Seems like I’m running this nasty pic of the man every freaking night.
Opponents of a Topeka city ordinance banning discrimination against gays in city hiring have collected enough votes to either force the city council to repeal the law or put the issue to voters.
Followers of anti-gay crusader Fred Phelps gathered 6,333 names on a petition to reopen the issue – more than enough required under the city charter.
If the petitions are certified the city has 20 days to decide whether to rescind the law or put it to voters. A vote would have to come within 90 days. If approved, the measure would not only rescind the ordinance but try to prevent council members from passing a similar one in the future.
The ordinance was passed in November by a 5 – 4 vote of city council. While the law bans discrimination in city hiring practices it does not affect the private sector. Nor does it cover the transgendered.
During the debate in council Phelps’ followers attacked the ordinance claiming it “endorses sin”.
Several times during presentations Topeka Mayor James McClinton interrupted speakers. “We will not become a circus in here tonight,” the mayor said.
Phelps runs Topeka’s Westboro Baptist Church, which is mainly made up of family members. Church followers regularly held demonstrations against homosexuality across the nation, carrying signs with slogans such as, “God hates fags.”

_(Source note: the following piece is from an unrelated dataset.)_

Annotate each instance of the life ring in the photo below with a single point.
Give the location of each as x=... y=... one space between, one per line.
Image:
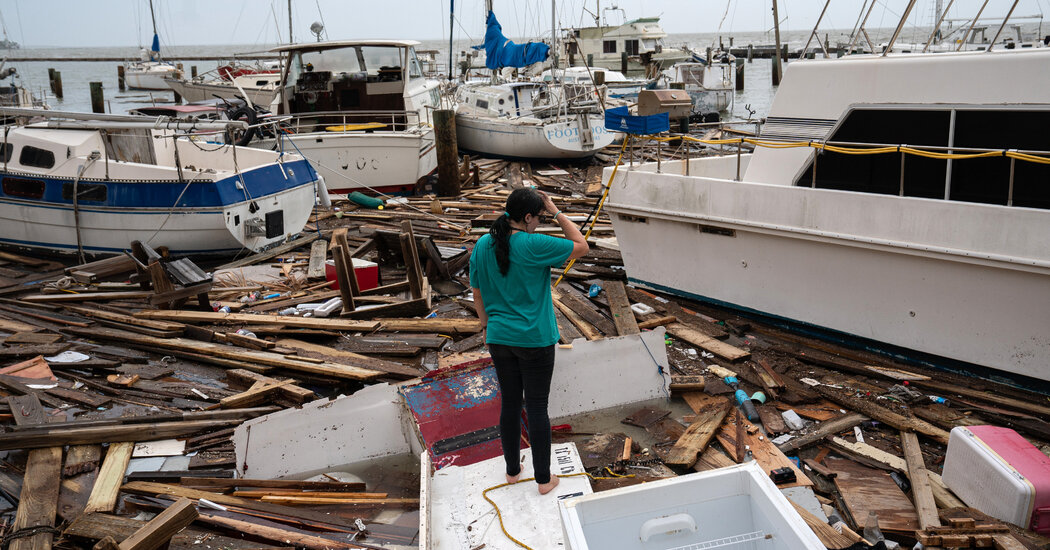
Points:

Councilwoman Tiffany Muller, one of the sponsors of the ordinance said many people who signed the petition didn’t understand what it did and said they were tricked into signing it.
County Election Commissioner Elizabeth Ensley said 64 people asked that their names be removed from the petition after it was submitted.
Phelps supporters also announced on Wednesday that they would travel to Montana next month to demonstrate at that state’s Supreme Court to protest last week’s ruling that lesbian and gay employees of the University of Montana System must be provided with the option of purchasing health insurance and other employee benefits for their domestic partners.